Cyber security code: It has been added in the draft. The code provides for the identification of critical information infrastructure, appointment of an information security officer (ISO) as per the Information Technology Rules, 2018, and necessary measures in accordance with the guidelines of the National Critical Information Infrastructure Protection Centre.

Monitoring and compliance code: A new chapter has been added to provide for annual self-audits as well as third-party audits for the performance of all users, the CTU, STUs, NLDC, RLDCs, SLDCs and RPCs to ensure grid code compliance.

In addition to the provisions listed in the draft regulations, the expert group has made three other suggestions for the CERC’s consideration.

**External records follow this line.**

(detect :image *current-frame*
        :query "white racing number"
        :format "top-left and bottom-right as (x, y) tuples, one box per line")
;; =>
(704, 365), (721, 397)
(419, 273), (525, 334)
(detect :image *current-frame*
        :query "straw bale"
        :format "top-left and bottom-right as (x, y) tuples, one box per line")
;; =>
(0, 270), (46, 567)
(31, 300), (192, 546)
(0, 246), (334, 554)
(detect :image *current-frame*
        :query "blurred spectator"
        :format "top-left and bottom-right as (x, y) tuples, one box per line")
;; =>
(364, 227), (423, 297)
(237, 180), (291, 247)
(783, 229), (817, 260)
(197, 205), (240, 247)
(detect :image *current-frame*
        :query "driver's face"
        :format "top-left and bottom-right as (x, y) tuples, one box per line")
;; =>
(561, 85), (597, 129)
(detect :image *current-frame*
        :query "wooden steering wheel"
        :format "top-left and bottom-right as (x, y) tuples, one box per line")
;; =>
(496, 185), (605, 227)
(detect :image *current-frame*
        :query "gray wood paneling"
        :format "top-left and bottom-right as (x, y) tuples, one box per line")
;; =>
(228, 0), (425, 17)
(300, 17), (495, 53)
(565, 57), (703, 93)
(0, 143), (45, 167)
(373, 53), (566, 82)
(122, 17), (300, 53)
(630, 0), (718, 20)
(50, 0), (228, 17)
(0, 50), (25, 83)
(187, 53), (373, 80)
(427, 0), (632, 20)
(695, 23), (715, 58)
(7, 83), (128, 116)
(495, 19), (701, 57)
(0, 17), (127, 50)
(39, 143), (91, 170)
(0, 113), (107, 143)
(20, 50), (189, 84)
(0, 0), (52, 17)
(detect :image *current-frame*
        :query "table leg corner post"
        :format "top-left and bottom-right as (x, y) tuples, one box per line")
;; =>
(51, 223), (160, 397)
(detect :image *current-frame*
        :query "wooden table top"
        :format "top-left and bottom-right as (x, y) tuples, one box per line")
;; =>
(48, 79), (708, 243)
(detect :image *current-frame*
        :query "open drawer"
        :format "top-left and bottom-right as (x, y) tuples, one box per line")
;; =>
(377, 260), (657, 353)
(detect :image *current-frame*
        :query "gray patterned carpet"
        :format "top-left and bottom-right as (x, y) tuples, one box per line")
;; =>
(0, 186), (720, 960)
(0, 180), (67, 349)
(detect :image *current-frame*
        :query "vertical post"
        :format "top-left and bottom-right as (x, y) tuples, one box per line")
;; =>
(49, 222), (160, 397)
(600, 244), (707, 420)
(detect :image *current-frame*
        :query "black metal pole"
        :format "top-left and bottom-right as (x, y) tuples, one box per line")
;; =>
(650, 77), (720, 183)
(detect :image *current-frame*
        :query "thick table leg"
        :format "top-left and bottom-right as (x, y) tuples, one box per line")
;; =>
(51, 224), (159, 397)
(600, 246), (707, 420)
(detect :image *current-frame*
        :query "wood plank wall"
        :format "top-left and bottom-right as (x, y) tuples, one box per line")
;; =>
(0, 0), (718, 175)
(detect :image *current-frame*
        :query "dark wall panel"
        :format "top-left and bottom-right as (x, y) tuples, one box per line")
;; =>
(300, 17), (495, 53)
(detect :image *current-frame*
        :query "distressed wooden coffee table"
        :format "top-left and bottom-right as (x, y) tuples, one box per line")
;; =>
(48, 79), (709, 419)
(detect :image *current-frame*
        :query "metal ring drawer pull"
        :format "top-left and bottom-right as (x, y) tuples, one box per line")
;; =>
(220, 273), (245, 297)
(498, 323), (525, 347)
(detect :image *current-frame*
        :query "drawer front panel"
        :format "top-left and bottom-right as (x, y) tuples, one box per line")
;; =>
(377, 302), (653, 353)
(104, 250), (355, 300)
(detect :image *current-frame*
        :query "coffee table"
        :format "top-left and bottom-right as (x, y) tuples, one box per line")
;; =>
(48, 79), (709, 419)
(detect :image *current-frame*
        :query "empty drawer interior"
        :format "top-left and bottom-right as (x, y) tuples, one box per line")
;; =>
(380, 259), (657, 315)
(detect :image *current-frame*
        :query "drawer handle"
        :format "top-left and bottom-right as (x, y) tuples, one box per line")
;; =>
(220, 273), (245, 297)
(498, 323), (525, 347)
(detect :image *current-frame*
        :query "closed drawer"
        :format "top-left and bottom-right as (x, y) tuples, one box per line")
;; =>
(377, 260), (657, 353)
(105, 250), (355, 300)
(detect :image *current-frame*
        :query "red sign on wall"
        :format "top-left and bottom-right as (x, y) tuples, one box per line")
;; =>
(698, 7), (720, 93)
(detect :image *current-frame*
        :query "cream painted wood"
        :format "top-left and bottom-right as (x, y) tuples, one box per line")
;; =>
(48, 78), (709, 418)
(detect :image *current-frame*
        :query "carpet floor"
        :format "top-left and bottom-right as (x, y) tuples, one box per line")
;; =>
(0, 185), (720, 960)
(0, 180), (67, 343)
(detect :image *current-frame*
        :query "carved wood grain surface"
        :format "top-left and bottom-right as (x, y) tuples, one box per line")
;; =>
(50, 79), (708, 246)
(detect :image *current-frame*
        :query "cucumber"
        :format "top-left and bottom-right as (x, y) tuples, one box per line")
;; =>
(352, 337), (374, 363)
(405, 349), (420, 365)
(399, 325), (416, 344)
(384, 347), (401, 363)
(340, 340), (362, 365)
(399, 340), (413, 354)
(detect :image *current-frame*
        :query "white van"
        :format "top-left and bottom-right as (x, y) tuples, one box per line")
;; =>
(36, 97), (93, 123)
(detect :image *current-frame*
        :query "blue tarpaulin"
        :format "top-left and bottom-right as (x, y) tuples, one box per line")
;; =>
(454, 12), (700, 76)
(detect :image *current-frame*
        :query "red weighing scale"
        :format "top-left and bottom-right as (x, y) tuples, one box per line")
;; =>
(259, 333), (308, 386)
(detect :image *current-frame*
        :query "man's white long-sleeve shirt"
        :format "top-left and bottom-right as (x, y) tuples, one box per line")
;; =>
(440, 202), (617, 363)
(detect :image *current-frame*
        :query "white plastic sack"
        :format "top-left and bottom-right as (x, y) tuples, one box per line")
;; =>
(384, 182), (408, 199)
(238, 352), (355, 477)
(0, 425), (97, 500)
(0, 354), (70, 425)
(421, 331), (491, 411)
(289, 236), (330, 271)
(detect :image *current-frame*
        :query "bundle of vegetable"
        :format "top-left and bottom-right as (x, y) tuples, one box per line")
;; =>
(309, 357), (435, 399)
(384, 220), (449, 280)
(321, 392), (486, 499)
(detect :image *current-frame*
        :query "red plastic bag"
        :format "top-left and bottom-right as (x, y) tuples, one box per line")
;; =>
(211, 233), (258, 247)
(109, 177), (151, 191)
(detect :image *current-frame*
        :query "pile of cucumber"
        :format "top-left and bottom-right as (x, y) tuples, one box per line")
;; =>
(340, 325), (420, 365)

  • It has suggested that a penalty should be levied on transmission licensees for paying compensation to the affected LTA holders in case of transmission outage due to the poor performance of the licensees.
  • The second issue pertains to virtual power plants, which act as a single despatchable plant by aggregating capacities of heterogeneous energy resources and energy storage for providing renewable energy on demand. The general view is that transmission adequacy has to be ensured prior to allowing a spatially distributed generation complex the flexibility of delivering power at different points in the grid.
  • The third issue relates to the liberalisation of the coal market. The CERC, which is responsible for electricity market development, must ensure that fuel shortages do not lead to deficient or negative generation reserves during peak hours despite the existence of spare installed conventional capacity.

The way forward

It is acknowledged that the grid code is a dynamic document, which evolves over time, taking into account the current operating environment, the future mix of energy resources, technological advancements and the maturity of the system. The latest version of the rules governing grid operations has come out at the right time as the power sector gears up to enter into the next phase of development with greater amounts of variable generation and new products in the market.